The old man’s glance showed some suspicion at the question; but his sister seemed to have less compunction, for she answered instead.
"I warned Ronald again and again that he was playing with fire. Mr. Silverdale never took any open offence, but . . ."
She left her sentence unfinished. Sir Clinton seemed less impressed than she had expected. He made no comment on her statement.
"Then I take it, Mr. Hassendean, that you can throw no light on the affair, beyond what you have told us?"
The old man seemed to think that he had given quite enough information, for he merely answered with a non-committal gesture.
"I must thank you for your assistance," Sir Clinton pursued. "You understand, of course, that there are one or two formalities which need to be gone through.
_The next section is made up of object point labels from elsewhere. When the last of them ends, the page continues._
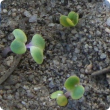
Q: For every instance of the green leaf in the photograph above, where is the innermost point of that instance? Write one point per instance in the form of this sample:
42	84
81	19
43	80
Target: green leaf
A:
20	35
69	22
62	100
71	82
77	92
18	47
37	54
38	41
54	95
74	17
64	21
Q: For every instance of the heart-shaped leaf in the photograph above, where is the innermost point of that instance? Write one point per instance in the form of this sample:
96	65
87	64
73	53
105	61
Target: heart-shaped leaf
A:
18	47
77	92
54	95
38	41
71	82
64	21
20	35
62	100
37	54
74	17
69	22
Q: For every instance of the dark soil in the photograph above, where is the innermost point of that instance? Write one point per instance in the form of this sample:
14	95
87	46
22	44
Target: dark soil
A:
68	52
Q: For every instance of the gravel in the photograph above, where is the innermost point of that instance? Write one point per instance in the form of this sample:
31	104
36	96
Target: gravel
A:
68	52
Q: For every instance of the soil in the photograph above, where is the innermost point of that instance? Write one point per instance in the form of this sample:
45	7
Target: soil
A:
68	52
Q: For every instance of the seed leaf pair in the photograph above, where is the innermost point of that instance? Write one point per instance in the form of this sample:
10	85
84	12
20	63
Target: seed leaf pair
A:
74	90
70	20
36	48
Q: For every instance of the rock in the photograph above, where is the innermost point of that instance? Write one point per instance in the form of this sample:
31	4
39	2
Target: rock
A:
103	56
33	18
27	14
51	84
2	34
5	11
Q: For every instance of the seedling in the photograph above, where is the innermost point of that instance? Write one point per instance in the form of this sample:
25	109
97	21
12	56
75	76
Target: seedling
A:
74	90
70	20
18	45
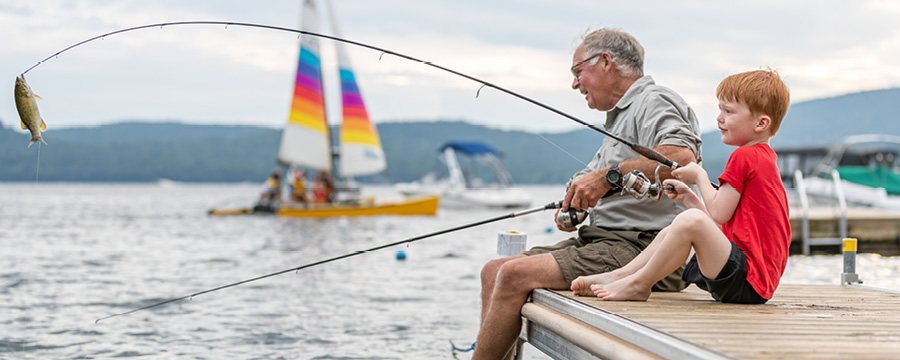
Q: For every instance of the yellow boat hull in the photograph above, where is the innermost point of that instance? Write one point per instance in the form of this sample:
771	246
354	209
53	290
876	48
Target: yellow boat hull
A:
417	205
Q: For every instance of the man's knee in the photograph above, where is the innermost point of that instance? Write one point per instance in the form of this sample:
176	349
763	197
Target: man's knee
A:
491	268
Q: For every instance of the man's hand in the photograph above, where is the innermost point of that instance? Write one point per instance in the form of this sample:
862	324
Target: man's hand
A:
586	191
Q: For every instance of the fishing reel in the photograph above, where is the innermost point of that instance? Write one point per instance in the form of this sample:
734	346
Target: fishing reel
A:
638	185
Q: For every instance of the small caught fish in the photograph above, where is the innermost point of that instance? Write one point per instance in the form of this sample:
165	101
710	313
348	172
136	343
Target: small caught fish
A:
28	112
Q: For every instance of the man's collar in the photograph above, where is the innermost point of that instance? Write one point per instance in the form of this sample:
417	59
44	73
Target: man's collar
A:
636	88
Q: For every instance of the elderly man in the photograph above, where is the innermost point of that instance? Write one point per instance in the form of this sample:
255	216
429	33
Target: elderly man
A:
608	70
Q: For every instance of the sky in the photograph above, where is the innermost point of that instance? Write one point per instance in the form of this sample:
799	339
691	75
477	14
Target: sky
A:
217	75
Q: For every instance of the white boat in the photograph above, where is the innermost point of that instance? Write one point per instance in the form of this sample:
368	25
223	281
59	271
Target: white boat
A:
865	165
472	176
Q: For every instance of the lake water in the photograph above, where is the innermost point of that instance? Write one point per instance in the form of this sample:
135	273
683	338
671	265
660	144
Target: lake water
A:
74	253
The body will have to be removed for a post mortem examination, I’m afraid; and Inspector Flamborough will need to go through your nephew’s papers to see if anything in them throws light on this affair. He can do that now, if you have no objections."
Old Hassendean seemed rather taken back by this.
"Is that necessary?"
"I’m afraid so."
The old man’s face bore all the marks of uneasiness at this decision.
"I’d rather avoid it if possible," he grumbled. "It’s not for use in Court, is it? I shouldn’t like that, not by any means. To tell you the truth, sir," he continued in a burst of frankness, "we didn’t get on well, he and I; and it’s quite on the cards that he may have said—written, I mean—a lot of things about me that I shouldn’t care to have printed in the newspapers. He was a miserable young creature, and I never concealed my opinion about him. Under his father’s will, he had to live in my house till he was twenty-five, and a pretty life he led me, sir. I suspect that he may have slandered me in that diary he used to keep."
"You’d better make a note about that diary, Inspector," Sir Clinton suggested in a tone which seemed to indicate that Flamborough must be discreet. "You needn’t trouble yourself too much about it, Mr. Hassendean. Nothing in it will come out in public unless it bears directly on this case; I can assure you of that."
The drysalter recognised that this was final; but he could hardly be described as giving in with a good grace.
"Have it your own way," he grunted crossly.
Sir Clinton ignored this recrudescence of temper.
"I’ll leave the Inspector to see to things," he explained. "I’ll go with Dr. Ringwood, Inspector, and do the telephoning. You’d better stay here, of course, until someone relieves you. You’ll find plenty to do, I expect."
He bade good-night to his involuntary host and hostess and, followed by the doctor, left the house.